Large language models (LLMs) raise a different but related set of concerns. During pretraining, LLMs are trained on massive text corpora that may include personal information from the web: public social media posts, forum discussions, news articles naming individuals, leaked datasets that made their way into training corpora. Research has shown that LLMs can memorize and reproduce specific personal information — including email addresses, phone numbers, and verbatim quotes — from training data, even when that information was not intended to be public or was meant to have limited reach. The second concern is what happens when you interact with an LLM assistant. Your conversation data may be used to train future model versions unless you opt out. The things you tell an AI assistant — your health concerns, your relationship problems, your professional projects, your political views — are potentially processed by a company's systems and may be retained and used as training signal. The intimate nature of AI assistant conversations makes this data particularly sensitive. Finally, LLMs can be fine-tuned on a person's writing to produce convincing impersonations, or used to generate synthetic versions of someone's communication style. Your writing, if it appears in any public corpus, is a training signal that can be used to model you without your consent.

Conversations Are Not Confidential by Default

Most AI assistant services retain your conversation data by default and may use it for model improvement. Before sharing sensitive personal information with an AI assistant, check the service's data retention settings and opt-out options. Do not assume a private conversation with an AI is treated like a privileged communication with a doctor or lawyer.

A streaming service has watched you for three years. You have never explicitly rated anything or searched for content — you simply play or skip what appears in your feed. The service can now predict with 85% accuracy whether you will play a new film within the first ten seconds. Which technical mechanism explains this?

A company trains a model on social media text to predict whether a user is experiencing depression. The model achieves 76% accuracy on a test set. The company plans to sell this as a targeting signal to pharmaceutical advertisers. What is the primary ethical problem with this application?
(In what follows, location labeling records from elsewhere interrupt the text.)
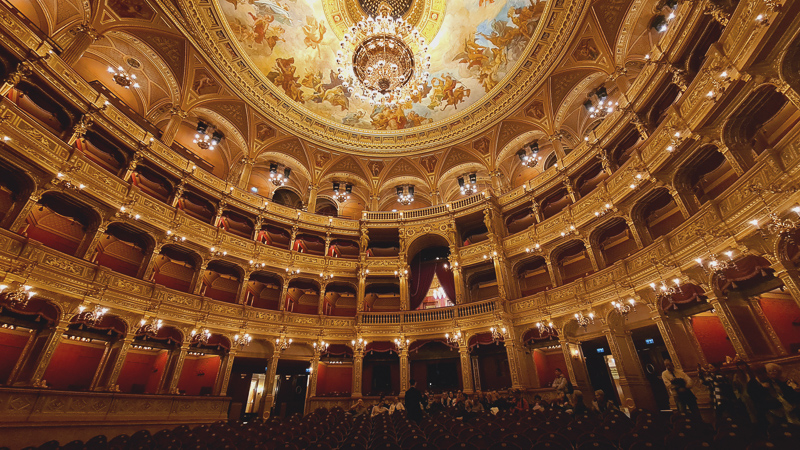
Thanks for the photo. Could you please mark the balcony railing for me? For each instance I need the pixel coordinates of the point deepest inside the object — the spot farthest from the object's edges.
(430, 315)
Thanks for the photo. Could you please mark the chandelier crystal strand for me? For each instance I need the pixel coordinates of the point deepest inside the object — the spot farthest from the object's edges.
(91, 317)
(19, 296)
(383, 60)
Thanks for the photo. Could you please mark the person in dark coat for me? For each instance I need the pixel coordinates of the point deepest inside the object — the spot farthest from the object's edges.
(414, 402)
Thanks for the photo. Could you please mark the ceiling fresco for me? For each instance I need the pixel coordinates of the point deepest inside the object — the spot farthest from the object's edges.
(474, 46)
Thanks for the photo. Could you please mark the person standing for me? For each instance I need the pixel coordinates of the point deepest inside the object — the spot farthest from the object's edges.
(413, 401)
(679, 386)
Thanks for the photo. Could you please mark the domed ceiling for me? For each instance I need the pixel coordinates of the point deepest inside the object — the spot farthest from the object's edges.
(476, 48)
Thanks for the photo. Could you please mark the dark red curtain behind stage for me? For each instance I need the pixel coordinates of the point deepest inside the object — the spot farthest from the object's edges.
(421, 278)
(445, 276)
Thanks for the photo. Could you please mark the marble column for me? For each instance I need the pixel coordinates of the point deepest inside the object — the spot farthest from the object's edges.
(466, 370)
(358, 362)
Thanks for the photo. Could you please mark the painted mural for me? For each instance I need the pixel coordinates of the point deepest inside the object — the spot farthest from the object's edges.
(476, 47)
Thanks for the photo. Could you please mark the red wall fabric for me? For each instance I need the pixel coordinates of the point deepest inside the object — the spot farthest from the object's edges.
(11, 345)
(334, 378)
(172, 283)
(73, 365)
(712, 338)
(139, 368)
(117, 265)
(198, 372)
(782, 315)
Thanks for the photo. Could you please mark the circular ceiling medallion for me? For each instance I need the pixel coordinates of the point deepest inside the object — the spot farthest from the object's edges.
(485, 57)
Audit What a Platform Knows About You

  1. Most major platforms allow you to download your data. Choose one: Google Takeout, Instagram Data Download, Spotify Data Request, or Twitter/X data archive.
  2. 1. Request your data download (it may take a few hours or days to prepare).
  3. 2. When it arrives, explore the categories. What data types are present? Look specifically for: search history, ad interest categories, location history, inferred interests, engagement data, device and browser information.
  4. 3. Find the ad interests or inferred categories section. Read through every label the platform has assigned you. How accurate are they? How surprising are any of them?
  5. 4. Calculate: how many total data points (records, events, or entries) does your downloaded archive contain? Express it as a number.
  6. 5. Write a one-paragraph reflection: what does this platform's model of you reveal about you? Is there anything in the inferred categories that you never explicitly told the platform?